Tent Footprint VS Tarp

a person standing in front of a tent on a cliff overlooking the sea

Both tarps and tent footprints can serve the same purpose, without a doubt.

But the real question is – can they do it equally well?

And to get the most precise answer, let’s compare some of their most important features.


Like I said, tent footprints are designed to fit a specific tent. So if you own two tents of different shapes or sizes, you’re going to need two footprints as well.

Tarps will give you the coverage you need, and a little extra. But in this case, you don’t want that bonus because water will accumulate. So you’ll need to adjust your tarp to get the perfect fit.

Some campers cut their tarps to get the right coverage, a method which I’m not fond of. Depending on the tarp material, cutting could cause the ends to fray. And besides, you’ll remove the grommets on the sides you cut, and these are quite useful for keeping a tarp in place.


If you’re backpacking, this is probably the most important feature of every piece of equipment. Especially if you’re an ultralight backpacker.

Your groundsheet needs to be lightweight and compact when packed, or else it will only slow you down.

Portability depends a lot on the materials these things are made of, as well as their size. Generally, tarps are larger, and you can expect them to be slightly heavier. Plus, they’re usually bulkier when packed.


For the most part, tent footprints and tarps are made of either nylon or polyester.

Both materials are water-resistant. But they’re also additionally treated with a waterproof coating, to fully protect you from the elements.

Other, not so popular choices of material include Tyvek, polycryo, silnylon and Cuben Fiber. They’re all water-resistant fabrics, but their other characteristics like weight or breathability are the reason they don’t often make the cut.

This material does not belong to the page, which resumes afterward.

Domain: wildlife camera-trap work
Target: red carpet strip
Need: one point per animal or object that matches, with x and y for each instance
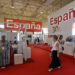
(40, 65)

Both a tarp and a tent footprint can be made of either one of these materials, so your choice of fabric doesn’t affect your choice of groundsheet.


Any rough surface requires some sort of tent floor protection.

Well, if you want your tent to live another camping day, that is.

Believe it or not, this also includes sand. While you might enjoy walking barefoot on sand, your tent doesn’t share your enthusiasm.

Both a tent footprint and a tarp will work well on different surfaces. But, as much as I love using a tarp, I must admit that a footprint will do a slightly better job.

After all, they’re made for this very purpose.


The reason I rave so much about tarps is because they’re great for all weather conditions.

Depending on the forecast, you can decide if it’s more needed below or above the tent.

Tent footprints, on the other hand, are designed to protect your tent from underneath only.

But, if it’s really, really cold, a thick footprint will not only keep you dry, but warm too. It’s a great insulator, and in case of winter camping, I’d pick it over a tarp.


Pricewise, tarps are generally very affordable. Polyethylene tarps are pretty much a steal, but even nylon ones won’t cost you a pretty penny.

When it comes to tent footprints, they’re made of the same material as their respective tents. So, if your tent was expensive, you can expect the footprint to hurt your wallet, too.

The Final Verdict

Both a tent footprint and a tarp can do a great job at protecting your tent from abrasion as well as keeping it dry. Ultimately, the choice is situational.

If you’re camping on rough terrain, a tent footprint is a slightly better choice.

If you want a more affordable and versatile option, then tarp is what you need.

But, if possible, get both!

That way, no terrain or weather condition can ruin your camping trip.